Make Farming Great Again

By the Ocean
Sunny and Cool 69 Degrees
6:43 a.m.

When I look out into Internet Land and see the rat race that building a business online has become, it’s no wonder people who do this burn themselves out.

When you’re racing against millions of other rats vying for even the tiniest sliver of attention, you can’t stop running or you get trampled.

But this obviously doesn’t work. Even if you make money, it’s not sustainable, or enjoyable, or healthy or smart.

Can you succeed slowly?

That’s a valuable question to ask.

To succeed slowly, you need a magnification of your effort. You need leverage.

You need to figure out how to multiply 1 unit of effort into 100 units of result.

I don’t mean outsourcing all your rat work to a team of 50 people who will do it for pennies on the other side of the world. That’s just giving yourself a brand new problem to manage. It’s just more rats who, for now, are charging rates low enough to make that arbitrage seem like a good idea.

But that’s not fundamentally shifting how the business runs. That’s just finding people who aren’t you to do all of the grunt work.

I mean REMOVING THINGS completely from your todo list, from your strategic plan for creating success.

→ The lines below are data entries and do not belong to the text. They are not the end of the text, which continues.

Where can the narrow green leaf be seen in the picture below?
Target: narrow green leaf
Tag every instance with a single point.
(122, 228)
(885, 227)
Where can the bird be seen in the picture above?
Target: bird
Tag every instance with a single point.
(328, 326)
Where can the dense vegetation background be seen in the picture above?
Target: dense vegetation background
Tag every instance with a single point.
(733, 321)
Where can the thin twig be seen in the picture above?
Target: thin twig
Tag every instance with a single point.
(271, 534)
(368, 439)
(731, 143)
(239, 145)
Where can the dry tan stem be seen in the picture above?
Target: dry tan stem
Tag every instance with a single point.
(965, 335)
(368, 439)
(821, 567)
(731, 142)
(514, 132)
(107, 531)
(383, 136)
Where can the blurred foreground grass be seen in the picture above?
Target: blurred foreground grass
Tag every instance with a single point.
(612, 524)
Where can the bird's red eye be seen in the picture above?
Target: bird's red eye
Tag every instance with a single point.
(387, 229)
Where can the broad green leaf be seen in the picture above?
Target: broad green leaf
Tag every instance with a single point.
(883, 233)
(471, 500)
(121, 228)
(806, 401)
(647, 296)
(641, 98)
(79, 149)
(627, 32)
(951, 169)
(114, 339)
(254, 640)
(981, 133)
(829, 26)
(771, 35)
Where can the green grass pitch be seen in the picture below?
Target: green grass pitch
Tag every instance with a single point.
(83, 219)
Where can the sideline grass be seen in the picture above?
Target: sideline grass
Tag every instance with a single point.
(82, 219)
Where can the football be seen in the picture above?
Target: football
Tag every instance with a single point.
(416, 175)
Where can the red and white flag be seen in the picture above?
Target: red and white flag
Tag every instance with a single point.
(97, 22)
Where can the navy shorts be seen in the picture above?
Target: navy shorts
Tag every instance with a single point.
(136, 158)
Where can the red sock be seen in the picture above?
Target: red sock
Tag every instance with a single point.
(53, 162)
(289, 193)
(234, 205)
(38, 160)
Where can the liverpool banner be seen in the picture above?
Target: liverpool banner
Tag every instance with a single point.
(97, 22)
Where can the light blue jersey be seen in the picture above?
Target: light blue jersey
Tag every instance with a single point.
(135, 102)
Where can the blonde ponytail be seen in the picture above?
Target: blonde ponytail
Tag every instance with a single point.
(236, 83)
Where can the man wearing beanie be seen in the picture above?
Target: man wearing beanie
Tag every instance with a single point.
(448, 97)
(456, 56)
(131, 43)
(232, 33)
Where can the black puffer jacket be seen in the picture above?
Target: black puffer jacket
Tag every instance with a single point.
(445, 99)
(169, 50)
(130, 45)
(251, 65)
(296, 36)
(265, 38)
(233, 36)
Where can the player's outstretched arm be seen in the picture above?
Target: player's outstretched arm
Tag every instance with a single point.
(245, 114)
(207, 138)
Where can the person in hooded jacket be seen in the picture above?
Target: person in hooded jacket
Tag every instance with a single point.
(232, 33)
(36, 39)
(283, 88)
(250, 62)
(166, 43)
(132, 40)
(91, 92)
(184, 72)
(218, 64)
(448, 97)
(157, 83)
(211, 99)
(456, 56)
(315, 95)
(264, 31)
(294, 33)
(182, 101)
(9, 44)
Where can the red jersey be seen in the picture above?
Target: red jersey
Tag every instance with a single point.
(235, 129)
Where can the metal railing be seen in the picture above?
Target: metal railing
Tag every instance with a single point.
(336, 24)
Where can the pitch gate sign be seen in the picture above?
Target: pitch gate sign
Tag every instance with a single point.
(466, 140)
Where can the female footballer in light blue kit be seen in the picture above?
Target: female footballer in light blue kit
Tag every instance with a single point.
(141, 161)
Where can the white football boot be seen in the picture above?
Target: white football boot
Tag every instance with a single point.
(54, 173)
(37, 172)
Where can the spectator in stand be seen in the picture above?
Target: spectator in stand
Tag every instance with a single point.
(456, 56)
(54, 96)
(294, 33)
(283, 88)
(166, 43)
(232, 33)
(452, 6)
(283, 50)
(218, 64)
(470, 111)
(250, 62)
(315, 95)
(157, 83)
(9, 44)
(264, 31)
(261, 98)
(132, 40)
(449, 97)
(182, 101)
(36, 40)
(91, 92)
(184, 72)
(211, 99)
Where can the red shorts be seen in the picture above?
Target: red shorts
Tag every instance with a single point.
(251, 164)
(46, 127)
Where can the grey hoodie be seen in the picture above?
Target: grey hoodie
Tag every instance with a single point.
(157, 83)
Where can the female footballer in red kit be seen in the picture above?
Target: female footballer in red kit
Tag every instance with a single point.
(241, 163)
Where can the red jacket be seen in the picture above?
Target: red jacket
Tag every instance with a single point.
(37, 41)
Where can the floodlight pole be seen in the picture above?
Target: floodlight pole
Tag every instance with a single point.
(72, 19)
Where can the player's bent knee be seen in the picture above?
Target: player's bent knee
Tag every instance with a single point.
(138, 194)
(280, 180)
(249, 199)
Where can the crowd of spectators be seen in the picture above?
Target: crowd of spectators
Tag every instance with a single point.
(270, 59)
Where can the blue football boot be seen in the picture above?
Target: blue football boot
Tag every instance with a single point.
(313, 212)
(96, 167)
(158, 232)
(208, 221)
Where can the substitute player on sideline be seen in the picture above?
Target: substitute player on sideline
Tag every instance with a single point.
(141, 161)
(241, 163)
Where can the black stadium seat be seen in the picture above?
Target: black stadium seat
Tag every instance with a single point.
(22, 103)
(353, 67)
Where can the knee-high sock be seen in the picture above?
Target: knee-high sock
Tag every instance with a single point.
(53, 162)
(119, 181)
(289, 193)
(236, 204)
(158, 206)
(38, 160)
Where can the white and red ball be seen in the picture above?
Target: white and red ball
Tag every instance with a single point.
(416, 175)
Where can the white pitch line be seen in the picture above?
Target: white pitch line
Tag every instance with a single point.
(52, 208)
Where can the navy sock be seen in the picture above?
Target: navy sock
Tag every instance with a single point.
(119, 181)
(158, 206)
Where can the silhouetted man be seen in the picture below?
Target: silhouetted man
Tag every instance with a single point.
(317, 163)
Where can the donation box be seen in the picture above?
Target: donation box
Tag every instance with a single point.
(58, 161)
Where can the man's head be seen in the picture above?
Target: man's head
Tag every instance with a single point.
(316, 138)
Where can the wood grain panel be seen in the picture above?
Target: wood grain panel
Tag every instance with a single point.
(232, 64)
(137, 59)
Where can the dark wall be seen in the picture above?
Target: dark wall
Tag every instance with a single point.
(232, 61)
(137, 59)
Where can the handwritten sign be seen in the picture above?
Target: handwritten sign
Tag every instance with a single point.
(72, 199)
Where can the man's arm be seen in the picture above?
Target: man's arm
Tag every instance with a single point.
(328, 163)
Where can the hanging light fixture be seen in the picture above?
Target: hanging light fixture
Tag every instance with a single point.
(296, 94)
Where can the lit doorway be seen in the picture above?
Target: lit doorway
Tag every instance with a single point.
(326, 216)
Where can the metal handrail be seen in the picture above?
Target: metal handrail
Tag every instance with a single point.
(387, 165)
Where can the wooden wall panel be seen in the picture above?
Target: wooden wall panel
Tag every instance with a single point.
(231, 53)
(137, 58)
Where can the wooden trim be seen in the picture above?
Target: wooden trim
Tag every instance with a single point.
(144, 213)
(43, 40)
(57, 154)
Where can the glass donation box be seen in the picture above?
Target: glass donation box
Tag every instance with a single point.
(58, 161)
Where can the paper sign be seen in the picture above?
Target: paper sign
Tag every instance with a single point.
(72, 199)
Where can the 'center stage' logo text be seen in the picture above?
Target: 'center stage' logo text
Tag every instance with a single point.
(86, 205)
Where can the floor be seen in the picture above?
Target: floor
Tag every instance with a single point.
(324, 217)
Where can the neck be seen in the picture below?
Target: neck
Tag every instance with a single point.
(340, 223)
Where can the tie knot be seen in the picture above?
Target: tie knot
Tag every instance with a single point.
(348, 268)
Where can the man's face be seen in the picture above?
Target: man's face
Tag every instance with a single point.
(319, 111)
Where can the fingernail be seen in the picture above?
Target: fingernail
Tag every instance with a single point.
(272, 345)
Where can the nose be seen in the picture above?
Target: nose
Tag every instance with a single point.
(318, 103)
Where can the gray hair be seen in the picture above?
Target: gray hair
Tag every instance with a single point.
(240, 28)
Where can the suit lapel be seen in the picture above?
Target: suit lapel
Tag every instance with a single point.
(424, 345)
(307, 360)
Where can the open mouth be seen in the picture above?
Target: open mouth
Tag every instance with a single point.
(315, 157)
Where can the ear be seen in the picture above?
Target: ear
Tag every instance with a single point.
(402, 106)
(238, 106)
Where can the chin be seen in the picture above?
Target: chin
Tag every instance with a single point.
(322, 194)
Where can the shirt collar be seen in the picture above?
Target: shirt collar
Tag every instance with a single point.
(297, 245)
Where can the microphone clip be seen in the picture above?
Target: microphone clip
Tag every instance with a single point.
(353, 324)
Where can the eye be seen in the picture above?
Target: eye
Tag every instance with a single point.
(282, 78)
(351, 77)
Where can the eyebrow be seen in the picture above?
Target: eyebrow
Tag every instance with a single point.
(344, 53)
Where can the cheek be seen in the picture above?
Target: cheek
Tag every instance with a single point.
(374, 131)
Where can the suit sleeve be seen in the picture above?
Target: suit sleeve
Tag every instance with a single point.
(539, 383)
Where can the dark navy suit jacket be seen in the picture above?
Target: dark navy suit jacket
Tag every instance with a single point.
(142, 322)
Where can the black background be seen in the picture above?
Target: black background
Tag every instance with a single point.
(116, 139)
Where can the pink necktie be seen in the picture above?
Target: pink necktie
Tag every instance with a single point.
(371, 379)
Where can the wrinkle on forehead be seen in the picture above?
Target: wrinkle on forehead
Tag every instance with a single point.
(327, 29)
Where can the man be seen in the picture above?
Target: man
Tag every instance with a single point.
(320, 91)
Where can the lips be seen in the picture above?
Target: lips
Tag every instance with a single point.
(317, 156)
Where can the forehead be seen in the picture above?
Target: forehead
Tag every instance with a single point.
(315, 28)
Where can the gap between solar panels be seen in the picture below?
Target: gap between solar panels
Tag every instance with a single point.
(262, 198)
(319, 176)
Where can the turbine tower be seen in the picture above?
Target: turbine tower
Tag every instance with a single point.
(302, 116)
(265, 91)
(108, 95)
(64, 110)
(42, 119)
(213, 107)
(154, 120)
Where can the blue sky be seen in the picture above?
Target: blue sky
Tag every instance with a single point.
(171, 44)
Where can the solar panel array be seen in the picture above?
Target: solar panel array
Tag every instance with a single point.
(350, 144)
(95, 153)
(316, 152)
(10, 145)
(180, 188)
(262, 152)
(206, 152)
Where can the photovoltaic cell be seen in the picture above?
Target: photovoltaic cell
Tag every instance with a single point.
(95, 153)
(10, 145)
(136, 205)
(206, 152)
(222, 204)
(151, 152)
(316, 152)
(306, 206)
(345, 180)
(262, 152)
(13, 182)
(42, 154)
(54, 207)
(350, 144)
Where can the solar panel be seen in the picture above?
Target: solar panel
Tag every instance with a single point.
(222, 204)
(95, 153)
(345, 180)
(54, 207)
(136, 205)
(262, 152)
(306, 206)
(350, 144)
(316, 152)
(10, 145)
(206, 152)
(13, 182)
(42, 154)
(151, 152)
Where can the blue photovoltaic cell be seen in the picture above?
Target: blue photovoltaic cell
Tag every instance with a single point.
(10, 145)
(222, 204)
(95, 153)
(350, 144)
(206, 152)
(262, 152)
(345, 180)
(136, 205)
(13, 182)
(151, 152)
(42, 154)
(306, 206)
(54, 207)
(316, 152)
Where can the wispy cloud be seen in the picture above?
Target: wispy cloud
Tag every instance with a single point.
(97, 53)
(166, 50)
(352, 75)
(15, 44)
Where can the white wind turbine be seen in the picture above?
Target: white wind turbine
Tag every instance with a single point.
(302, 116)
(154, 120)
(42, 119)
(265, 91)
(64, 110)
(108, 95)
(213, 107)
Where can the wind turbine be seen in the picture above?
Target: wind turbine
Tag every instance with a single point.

You don’t have to chop up that video content into a million pieces and contribute to the destruction of the human mind by spraying your 30 second clips all over social media.

Succeeding slowly requires a better strategy than the rats have. The rats only have the strategies the gurus hand them. And most all of them are short term, labor intensive, repetitive, boring and unsustainable activities. Which is why the guru people show up again every 6-8 months with the NEW thing that you should do.

Better strategy requires thinking. It requires contemplation. It requires the ability to see opportunity that hasn’t been printed in some guru’s course. It requires the ability to deeply understand the problems being experienced by those you want to serve and the skill to help solve those problems in new and effective ways.

My strategy is the plant a field and tend it strategy. It’s created every single piece of opportunity I’ve experienced in business in the last 13 years.

For lack of a better way to describe it, I’m a high-tech farmer who knows how to write. I write every day. I’ve done it for 13 years via this media platform. (If you want to do this in your own business, here’s your chance.)

I plant “seeds” in the ground, I tend the soil, I watch the weather, I nurture the plants, I see what happens and make my decisions from there.

Perhaps it’s time to “make farming great again?”

What would happen if the internet rats stopped chasing and started attracting?

Attracting is slow. Growing is slow. It’s deliberate. It’s conscious. And you can build a huge amount of momentum over time. It just depends on what you want to do, who you are, and how you are best wired to work. (If you don’t know this stuff, find out.)

The farming life is nice. It doesn’t happen overnight, but really, nothing good ever does.